Two years ago, a fatal train accident occurred in Greece. Among the 57 people who died, there were many students. Today Greece is put on hold due to protests and strikes against the government. On campus, some 150 – primarily Greek – students showed their solidarity with the protesters in their homeland.
Food safety student Paraskevi Kouroglou explains that today’s protest on campus is mainly to show solidarity with the protesters in Greece, but also with the relatives of those killed in the train accident. The student says the protesters want the truth because it is still being hushed up. ‘There is so much evidence that many more deaths than the official number were caused by flammable illegal substances. There are even recordings made on iPhones of people after the accident – who were alive at the time – who subsequently died because of those chemicals.’ Wageningen students are extra involved in the Greek protest because the passengers who died included many students, on their way back home from carnival. A student next to Kouroglou shows videos of Athens that he has just received; the streets in the capital are brimming with people participating in the protest.
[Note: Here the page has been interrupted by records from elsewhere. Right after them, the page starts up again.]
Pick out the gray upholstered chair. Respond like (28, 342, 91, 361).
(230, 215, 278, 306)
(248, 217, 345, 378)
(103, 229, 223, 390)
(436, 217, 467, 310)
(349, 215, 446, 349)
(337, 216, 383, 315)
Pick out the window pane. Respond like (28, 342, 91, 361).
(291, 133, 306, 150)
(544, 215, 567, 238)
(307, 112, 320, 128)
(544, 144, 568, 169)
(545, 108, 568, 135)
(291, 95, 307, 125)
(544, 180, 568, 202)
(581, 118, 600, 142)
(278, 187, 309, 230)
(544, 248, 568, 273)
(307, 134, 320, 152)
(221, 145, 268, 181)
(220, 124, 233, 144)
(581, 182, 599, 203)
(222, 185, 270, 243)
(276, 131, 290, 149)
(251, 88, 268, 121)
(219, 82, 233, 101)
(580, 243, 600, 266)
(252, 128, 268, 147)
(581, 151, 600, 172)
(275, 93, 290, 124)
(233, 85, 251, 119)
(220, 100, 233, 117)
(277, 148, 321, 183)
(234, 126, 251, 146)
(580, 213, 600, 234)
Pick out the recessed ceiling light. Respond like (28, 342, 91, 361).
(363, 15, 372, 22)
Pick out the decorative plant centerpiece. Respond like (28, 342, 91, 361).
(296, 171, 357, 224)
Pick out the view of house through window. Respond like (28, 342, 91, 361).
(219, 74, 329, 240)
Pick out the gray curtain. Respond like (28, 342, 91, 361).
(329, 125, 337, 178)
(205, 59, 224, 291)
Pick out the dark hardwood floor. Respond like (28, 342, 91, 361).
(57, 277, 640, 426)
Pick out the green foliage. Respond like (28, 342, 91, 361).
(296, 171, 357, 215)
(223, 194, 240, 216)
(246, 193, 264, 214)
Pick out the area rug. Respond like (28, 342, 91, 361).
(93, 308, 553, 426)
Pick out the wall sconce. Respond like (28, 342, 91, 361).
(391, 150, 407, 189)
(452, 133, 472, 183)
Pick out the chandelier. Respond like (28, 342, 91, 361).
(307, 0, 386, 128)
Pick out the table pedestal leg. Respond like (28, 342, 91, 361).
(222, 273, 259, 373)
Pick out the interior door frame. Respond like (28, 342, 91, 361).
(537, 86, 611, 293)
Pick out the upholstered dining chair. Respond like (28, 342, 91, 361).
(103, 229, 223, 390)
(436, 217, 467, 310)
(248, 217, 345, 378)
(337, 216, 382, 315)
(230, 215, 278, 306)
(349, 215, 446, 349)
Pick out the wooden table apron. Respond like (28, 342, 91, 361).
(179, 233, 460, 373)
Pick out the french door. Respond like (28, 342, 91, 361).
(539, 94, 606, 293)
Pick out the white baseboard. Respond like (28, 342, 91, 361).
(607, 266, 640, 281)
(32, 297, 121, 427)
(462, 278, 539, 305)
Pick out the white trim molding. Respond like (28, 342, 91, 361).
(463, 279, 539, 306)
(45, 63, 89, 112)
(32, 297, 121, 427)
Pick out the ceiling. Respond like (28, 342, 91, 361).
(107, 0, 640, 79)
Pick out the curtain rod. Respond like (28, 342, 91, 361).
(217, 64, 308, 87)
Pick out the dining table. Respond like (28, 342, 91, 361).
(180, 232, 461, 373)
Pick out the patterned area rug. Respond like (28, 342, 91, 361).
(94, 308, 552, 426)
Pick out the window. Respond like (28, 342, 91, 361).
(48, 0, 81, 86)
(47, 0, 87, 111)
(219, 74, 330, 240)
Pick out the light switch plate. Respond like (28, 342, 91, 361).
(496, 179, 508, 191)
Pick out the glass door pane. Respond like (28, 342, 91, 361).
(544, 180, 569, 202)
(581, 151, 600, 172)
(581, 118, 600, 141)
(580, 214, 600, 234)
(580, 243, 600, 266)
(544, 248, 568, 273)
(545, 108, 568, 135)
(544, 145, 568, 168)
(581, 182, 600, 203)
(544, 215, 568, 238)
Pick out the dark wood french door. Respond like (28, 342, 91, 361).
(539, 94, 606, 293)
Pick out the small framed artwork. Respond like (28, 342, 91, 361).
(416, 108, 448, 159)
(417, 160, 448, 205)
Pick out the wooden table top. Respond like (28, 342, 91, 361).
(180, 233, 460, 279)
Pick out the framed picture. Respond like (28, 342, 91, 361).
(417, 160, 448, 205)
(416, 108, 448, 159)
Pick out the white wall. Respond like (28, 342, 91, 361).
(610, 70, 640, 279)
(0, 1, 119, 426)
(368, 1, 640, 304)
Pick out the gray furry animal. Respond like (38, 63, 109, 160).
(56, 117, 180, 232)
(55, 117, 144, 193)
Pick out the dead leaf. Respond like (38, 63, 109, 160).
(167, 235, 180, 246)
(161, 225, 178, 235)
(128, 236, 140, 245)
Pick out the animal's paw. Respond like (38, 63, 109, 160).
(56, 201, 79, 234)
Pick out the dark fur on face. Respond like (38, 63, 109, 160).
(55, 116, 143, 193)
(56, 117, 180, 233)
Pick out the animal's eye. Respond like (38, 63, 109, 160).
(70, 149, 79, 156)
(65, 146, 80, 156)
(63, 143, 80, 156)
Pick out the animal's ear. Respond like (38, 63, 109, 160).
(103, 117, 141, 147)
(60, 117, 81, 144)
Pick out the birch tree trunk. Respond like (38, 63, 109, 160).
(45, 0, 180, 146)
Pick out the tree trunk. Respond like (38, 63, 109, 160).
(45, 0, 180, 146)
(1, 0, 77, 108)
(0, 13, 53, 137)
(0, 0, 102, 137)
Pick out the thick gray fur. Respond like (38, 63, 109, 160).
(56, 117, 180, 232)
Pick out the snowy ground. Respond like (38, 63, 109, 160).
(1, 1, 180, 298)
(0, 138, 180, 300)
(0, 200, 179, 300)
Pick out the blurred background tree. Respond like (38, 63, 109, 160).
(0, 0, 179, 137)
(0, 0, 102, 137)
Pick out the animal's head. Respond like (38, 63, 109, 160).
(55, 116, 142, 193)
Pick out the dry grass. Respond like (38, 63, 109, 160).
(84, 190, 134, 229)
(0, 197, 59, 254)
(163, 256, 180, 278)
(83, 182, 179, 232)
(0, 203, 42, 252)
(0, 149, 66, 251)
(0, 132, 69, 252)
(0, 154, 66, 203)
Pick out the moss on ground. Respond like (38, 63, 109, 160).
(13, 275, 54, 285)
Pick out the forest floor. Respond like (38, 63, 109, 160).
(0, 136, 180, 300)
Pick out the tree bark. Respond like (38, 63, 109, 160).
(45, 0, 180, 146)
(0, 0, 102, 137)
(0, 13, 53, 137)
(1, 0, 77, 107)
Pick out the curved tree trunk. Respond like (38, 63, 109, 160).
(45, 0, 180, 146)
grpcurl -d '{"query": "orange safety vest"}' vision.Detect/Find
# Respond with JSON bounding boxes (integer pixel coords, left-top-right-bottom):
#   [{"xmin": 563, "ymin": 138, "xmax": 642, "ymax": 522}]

Greek Prime Minister Mitsotakis spoke earlier of a ‘tragic human error’. That statement is bizarre and a lie, says Kouroglou: ‘A new independent and damning report shows that the track was also badly outdated. The fault lies very clearly with the government and with the railroad company. And so, the government is withholding evidence. The huge explosion that occurred after the accident could never have been caused by oil or fuel. The government must stop dismissing all the evidence as conspiracies and admit that the accident was human error. We finally want justice after two years, we want openness, we want the truth.’